Given a compact, self-adjoint operator $T$ on a Hilbert space $H$, then there is the Spectral Theorem which says that $T=\sum_i \lambda_i P_i$ where the sum is over the number of eigenvalues of $T$, which are countable and $P_i$ are finite-rank operators.
Now, an almost immediate corollary is that there exist $\{\mu_n\} \subset \mathbb{R}, \{e_n\}$ orthonormal base for $N$(ker$T$) (the orthogonal space of the ker) such that for every $h\in H$, $Th= \sum_n \mu_n (h,e_n)e_n$.
Now, my question is: these two representations of $T$ are unique under change of orthonormal basis? The first one actuallu doesn't require the choice of a basis so I think that it is unique, but the second one?
Also is there a relationship between the second representation of $T$ and its eigenvalues? I.e. can one recover the eigenvalues from that given representation?
Best Answer
I don't know what "unique under change of orthonormal basis" means but here is what we can say about uniqueness. If $T$ is a compact self-adjoint operator, then there exists a unique set of pairs $\{(\lambda_i,P_i)\}_{i}$ such that each $\lambda_i$ is a nonzero scalar, the $\lambda_i$ are all distinct, each $P_i$ is a nonzero projection operator, the $P_i$ are pairwise orthogonal, and $$T=\sum_i \lambda_iP_i.$$ Moreover, the $\lambda_i$ are exactly the nonzero eigenvalues of $T$, $P_i$ is the projection onto the eigenspace of $T$ with eigenvalue $\lambda_i$, and each $P_i$ has finite rank.

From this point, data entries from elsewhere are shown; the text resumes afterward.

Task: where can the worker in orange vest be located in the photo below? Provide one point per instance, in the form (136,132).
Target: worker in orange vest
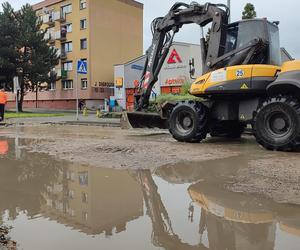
(3,101)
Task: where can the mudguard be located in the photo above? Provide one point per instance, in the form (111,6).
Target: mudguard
(288,81)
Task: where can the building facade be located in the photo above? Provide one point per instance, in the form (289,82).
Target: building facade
(100,32)
(174,73)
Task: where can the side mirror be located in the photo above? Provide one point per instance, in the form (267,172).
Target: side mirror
(192,68)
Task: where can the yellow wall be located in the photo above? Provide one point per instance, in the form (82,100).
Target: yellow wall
(116,36)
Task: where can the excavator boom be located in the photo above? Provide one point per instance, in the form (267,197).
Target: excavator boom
(164,30)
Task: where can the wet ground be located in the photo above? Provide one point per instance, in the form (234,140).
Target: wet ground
(69,187)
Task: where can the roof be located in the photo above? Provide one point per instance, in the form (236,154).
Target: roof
(143,56)
(47,3)
(288,55)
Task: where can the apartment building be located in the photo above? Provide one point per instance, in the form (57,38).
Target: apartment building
(100,32)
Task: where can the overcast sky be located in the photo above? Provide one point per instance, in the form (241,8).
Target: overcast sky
(287,12)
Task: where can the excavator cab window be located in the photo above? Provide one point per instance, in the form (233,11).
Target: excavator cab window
(274,47)
(241,34)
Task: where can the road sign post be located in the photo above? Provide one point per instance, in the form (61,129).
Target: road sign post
(16,90)
(81,69)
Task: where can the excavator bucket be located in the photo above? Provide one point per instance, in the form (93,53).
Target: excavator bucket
(143,120)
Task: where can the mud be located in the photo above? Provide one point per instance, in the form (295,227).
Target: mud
(210,203)
(247,167)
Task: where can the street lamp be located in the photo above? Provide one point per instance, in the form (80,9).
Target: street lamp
(229,6)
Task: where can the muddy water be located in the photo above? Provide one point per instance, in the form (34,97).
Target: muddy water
(54,204)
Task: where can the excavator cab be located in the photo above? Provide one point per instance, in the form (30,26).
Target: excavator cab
(243,81)
(240,34)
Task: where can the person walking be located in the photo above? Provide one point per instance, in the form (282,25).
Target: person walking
(3,101)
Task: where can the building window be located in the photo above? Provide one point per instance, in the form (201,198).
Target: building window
(83,24)
(66,9)
(68,27)
(67,84)
(52,86)
(82,4)
(84,83)
(67,47)
(68,66)
(83,43)
(84,197)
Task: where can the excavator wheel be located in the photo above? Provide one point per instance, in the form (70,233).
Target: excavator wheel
(277,123)
(228,129)
(189,122)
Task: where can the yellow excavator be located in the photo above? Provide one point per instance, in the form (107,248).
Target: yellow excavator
(243,82)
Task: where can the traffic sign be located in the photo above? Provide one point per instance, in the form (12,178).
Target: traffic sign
(82,67)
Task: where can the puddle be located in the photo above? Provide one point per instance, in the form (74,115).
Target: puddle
(52,204)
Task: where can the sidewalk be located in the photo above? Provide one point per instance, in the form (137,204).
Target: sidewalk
(67,120)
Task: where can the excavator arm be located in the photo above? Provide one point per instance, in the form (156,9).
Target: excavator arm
(164,30)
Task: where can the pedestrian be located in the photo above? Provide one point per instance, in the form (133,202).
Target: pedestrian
(3,101)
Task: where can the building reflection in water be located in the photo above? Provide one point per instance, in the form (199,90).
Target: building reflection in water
(103,201)
(4,147)
(93,200)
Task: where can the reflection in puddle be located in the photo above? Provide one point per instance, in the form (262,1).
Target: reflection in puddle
(58,205)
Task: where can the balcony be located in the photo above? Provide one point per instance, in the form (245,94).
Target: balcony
(48,19)
(61,35)
(49,37)
(64,74)
(58,73)
(62,18)
(58,52)
(63,55)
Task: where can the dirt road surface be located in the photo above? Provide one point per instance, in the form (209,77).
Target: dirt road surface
(239,165)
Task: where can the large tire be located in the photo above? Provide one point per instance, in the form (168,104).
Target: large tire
(277,123)
(228,129)
(189,122)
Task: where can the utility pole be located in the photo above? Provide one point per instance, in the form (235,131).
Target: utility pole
(229,6)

For the second representation $$Th=\sum_n \mu_n (h,e_n)e_n,$$ the only uniqueness statement we can say is that coefficients $\mu_n$ are uniquely determined (up to permutation) by $T$. Indeed, these coefficients $\mu_n$ are none other than the eigenvalues of $T$, listed with multiplicity. This formula should not look mysterious at all: if we were in a finite-dimensional space and $\{e_n\}$ was the standard (finite) basis, this would literally just be saying that $T$ is the diagonal matrix with the $\mu_n$ as the diagonal entries. So this formula is saying that there exists an orthonormal basis in which $T$ is a diagonal matrix. As usual for diagonal matrices, the diagonal entries are just the eigenvalues (with multiplicity). The orthonormal basis $\{e_n\}$ with respect to which $T$ is diagonal is not unique, just as a diagonalizable matrix does not have a unique basis of eigenvectors.
To relate the two representations, note that if $e_{i_1},\dots,e_{i_k}$ is an orthonormal basis for the eigenspace of $T$ with eigenvalue $\lambda_i$, then the projection $P_i$ onto that eigenspace is just $$P_ih=\sum_{j=1}^k (h,e_{i_j})e_{i_j}.$$ The second representation is obtained from the first representation by just picking an orthonormal basis for each eigenspace in this way and then using this formula for $P_i$. The non-uniqueness of the second representation comes from the fact that there are many different orthonormal bases for each eigenspace.